Jababeka Bukukan Marketing Sales Rp540 Miliar pada Kuartal I/2026

Jababeka Bukukan Marketing Sales Rp540 Miliar pada Kuartal I/2026
Foto: Ilustrasi Jababeka Bukukan Marketing Sales Rp540 Miliar pada Kuartal I/2026.

PT Jababeka Tbk. (KIJA) mencatatkan perolehan penjualan pemasaran atau marketing sales sebesar Rp540 miliar pada kuartal pertama 2026. Capaian ini dilaporkan telah memenuhi 14 persen dari total target tahunan perseroan yang dipatok pada angka Rp3,75 triliun, sebagaimana dilansir dari Market pada Jumat (1/5/2026).

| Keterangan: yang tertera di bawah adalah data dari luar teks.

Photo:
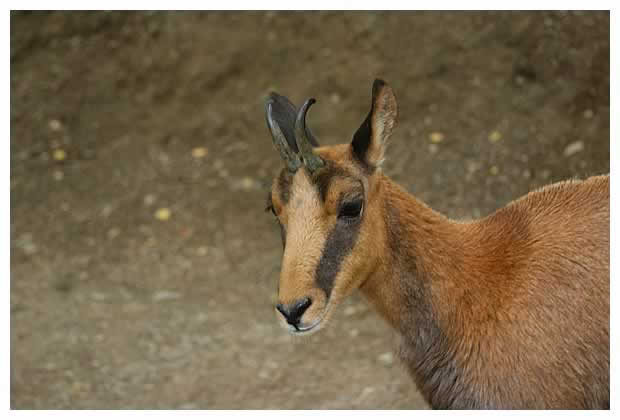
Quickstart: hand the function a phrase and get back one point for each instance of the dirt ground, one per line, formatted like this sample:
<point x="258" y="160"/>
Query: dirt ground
<point x="143" y="268"/>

Sekretaris Perusahaan KIJA Muljadi Suganda menjelaskan bahwa komposisi penjualan berasal dari wilayah Cikarang sebesar 38 persen yang didorong oleh transaksi lahan dengan perusahaan tekstil nasional. Sementara itu, wilayah pengembangan lainnya memberikan kontribusi dominan hingga 62 persen bagi perseroan.

"Selain itu, dari kawasan memberikan kontribusi sebesar 62%, didukung oleh penjualan tanah seluas 7 hektare kepada perusahaan baterai dan 6 hektare kepada perusahaan bahan bangunan dari China," ujarnya dalam pernyataan tertulis yang dikutip, Jumat (1/5/2026).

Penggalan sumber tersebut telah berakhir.